Differentiation-occurring increase in cholesterol-24-hydorxylase is sufficient and necessary for TrkB activation. (A) Compared with 10 DIV neurons, and after normalization for actin mRNA, mRNA expression levels of cholesterol-24-hydroxylase (CYP46) increase at 26 DIV. Variations related to 10 DIV (value of 1) are indicated. (B) Immunofluorescence analysis of the expression levels of cholesterol-24-hydroxylase in hippocampal neurons maintained for 10 and 26 DIV. Antibody concentration and image exposure were identical for all three time points. Higher reactivity occurs in the 26 DIV neurons, consistent with the higher expression of the messenger (see A). (C) Hippocampal neurons in suspension were transfected either with the plasmid expressing cyp46a1 (p46+) or scrambled vector (pLL3.7) or with the plasmid expressing the cyp46a1-siRNA (pSi46). TrkB activity was measured at 7 DIV or 10 DIV. Note how the increased expression of the cholesterol-24-hydroxylase (CYP46) resulted in high levels of active TrKB in these cells, and reduction of the cholesterol 24-hydroxylase by siRNA resulted in lower levels of Trk phosphorylation. The amount of pTrk/tubulin either in pSi46 or p46+ transfected cells respect to the control is shown. Quantification of the Western blottings performed using anti-cholesterol-24-hydroxylase antibody reveals the efficacy of the knockdown strategy. (D) Immunofluorescence microscopy with anti phospho-Trk antibody (p-Trk) reveals that reduction in cholesterol-24-hydroxylase results in reduced levels of active Trk (IF:pTrk). The efficacy of the knockdown strategy was analyzed with anti-cholesterol-24-hydroxylase antibody reveals (see IF: CYP46).

Figure 8.

In vivo reduction of membrane cholesterol, changes in membrane DRM partitioning characteristics and increased levels of cholesterol-24-hydroxylase. (A) Colorimetric analysis of membrane cholesterol levels in hippocampal membranes at different postnatal times: 10 d (p10), 1 mo (1 m), 3 mo (3 m), 10 mo (10 m), and 21 mo (21 m). Cholesterol is most abundant in the membranes of early postnatal hippocampus (p10) undergoing significant loss with time, reaching the lowest levels at month 21 (21 m). (B) Western blot analysis with an antibody against the canonical DRM protein Flotillin 1 in detergent extracted, sucrose gradient separated, DRM and non-DRM fractions from 1- and 21-mo-old mice hippocampi.
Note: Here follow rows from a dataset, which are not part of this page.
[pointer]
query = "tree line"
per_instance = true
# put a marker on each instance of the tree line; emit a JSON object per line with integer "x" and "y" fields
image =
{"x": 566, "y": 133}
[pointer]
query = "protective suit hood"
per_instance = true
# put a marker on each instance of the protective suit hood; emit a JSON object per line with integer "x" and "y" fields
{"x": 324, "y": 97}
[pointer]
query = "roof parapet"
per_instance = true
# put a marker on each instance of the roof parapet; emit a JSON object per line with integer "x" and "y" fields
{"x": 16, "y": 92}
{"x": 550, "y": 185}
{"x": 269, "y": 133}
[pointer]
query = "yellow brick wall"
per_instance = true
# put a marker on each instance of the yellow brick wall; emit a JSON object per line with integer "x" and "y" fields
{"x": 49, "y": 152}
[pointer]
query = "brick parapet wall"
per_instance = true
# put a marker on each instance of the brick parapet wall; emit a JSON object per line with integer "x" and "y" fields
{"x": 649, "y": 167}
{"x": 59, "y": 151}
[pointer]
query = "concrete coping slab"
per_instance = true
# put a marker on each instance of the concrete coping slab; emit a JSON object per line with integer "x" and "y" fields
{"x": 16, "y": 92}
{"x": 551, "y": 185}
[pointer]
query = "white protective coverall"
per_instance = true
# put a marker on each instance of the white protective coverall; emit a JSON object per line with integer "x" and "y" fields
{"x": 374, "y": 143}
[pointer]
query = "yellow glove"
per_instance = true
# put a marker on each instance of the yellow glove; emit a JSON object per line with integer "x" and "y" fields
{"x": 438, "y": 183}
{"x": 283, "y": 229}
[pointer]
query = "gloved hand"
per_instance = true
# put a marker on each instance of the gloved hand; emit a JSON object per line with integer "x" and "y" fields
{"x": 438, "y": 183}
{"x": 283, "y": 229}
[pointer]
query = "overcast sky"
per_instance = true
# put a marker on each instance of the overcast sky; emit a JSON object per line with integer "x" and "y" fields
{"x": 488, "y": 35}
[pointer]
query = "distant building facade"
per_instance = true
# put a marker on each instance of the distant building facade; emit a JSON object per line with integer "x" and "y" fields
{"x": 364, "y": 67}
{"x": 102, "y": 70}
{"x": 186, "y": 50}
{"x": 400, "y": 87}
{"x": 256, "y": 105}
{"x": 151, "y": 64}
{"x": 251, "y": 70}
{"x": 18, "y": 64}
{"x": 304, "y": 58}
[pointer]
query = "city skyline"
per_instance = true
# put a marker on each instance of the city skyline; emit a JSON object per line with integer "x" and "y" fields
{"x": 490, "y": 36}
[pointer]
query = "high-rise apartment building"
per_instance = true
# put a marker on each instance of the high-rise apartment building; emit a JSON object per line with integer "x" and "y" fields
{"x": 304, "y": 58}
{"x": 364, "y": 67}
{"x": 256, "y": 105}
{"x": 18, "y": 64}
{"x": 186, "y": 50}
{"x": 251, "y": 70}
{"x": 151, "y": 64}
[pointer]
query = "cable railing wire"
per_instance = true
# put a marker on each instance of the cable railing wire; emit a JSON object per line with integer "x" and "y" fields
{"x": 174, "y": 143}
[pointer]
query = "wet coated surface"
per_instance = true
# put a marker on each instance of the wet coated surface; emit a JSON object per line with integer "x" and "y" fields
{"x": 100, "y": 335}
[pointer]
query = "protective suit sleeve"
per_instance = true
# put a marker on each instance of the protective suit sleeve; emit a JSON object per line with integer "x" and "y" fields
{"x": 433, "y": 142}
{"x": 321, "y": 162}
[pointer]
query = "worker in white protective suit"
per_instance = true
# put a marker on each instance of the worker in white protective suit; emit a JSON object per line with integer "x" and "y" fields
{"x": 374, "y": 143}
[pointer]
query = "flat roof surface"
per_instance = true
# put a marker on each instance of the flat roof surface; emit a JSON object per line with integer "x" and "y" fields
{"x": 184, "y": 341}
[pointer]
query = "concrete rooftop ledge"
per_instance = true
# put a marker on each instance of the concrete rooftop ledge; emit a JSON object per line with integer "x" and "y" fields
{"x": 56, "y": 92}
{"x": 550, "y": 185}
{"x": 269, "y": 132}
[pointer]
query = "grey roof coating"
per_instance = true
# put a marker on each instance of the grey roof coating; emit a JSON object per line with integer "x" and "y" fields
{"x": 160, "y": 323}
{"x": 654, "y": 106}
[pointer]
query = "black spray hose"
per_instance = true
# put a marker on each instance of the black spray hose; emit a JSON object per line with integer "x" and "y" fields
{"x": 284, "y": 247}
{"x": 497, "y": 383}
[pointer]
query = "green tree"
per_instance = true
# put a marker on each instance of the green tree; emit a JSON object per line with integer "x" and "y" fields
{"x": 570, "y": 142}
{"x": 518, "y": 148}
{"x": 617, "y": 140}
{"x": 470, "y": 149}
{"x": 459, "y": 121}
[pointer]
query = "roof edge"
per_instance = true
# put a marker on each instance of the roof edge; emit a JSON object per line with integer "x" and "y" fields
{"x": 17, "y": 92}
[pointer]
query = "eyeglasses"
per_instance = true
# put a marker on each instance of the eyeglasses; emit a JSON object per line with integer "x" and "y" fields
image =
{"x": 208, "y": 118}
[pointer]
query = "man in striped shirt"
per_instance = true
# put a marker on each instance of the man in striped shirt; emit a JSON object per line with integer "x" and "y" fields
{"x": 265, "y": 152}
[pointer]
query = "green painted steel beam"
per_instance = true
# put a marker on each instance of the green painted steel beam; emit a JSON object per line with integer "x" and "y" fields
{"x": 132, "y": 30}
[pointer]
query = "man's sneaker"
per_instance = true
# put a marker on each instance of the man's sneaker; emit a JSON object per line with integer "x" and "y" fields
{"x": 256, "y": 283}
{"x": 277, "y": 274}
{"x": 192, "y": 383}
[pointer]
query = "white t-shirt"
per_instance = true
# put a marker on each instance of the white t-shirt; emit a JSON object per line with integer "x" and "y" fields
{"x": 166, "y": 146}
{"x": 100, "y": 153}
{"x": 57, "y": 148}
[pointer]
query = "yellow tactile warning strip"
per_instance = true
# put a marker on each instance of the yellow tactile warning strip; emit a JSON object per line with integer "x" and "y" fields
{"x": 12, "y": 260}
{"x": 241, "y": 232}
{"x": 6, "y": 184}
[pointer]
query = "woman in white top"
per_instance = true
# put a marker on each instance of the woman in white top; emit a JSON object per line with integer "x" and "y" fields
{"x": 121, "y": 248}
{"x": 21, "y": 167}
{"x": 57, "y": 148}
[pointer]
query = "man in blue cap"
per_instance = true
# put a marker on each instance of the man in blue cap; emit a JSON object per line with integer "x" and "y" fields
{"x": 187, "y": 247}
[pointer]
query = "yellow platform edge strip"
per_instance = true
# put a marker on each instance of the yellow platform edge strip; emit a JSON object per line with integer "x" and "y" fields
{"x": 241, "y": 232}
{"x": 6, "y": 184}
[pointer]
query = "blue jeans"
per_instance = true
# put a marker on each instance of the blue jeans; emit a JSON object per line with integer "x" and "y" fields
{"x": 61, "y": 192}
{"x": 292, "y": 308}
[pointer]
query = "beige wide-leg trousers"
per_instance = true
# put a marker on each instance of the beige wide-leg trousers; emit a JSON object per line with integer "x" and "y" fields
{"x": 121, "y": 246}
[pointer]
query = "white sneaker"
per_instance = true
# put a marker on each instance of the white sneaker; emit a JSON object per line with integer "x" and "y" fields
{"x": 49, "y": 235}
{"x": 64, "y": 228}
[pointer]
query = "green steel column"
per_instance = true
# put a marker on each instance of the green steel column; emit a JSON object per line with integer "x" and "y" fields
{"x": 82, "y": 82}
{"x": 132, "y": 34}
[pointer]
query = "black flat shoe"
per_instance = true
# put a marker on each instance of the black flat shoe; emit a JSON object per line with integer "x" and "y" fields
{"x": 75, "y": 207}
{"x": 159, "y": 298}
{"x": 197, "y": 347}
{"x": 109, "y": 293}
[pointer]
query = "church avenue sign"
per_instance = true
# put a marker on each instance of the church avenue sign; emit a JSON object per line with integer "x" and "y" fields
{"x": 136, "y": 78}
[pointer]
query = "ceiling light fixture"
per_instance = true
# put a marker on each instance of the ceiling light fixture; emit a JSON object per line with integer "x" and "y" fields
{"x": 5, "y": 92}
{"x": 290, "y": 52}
Note the clear DRM partitioning in the membranes from young animals and the more homogeneous distribution in the old animals. (C) Western blotting (left) and quantification (right) of the expression levels of cholesterol-24-hydroxylase in hippocampal extracts from 10 d (p10) and 1-, 3-, 10-, and 21-mo-old mice. CYP46 levels were normalized for tubulin. (D) Real-time PCR analysis of expression levels of cholesterol-24-hydroxylase. Total RNA was obtained from hippocampus from 10 d (p10) and 1-, 3-, 10-, and 21-mo-old mice. As shown in C and D, time-associated increased expression of the enzyme parallels both loss of cholesterol (see above, A) as well as the increased partitioning of TrkB in DRMs in this structure (see Figure 3C).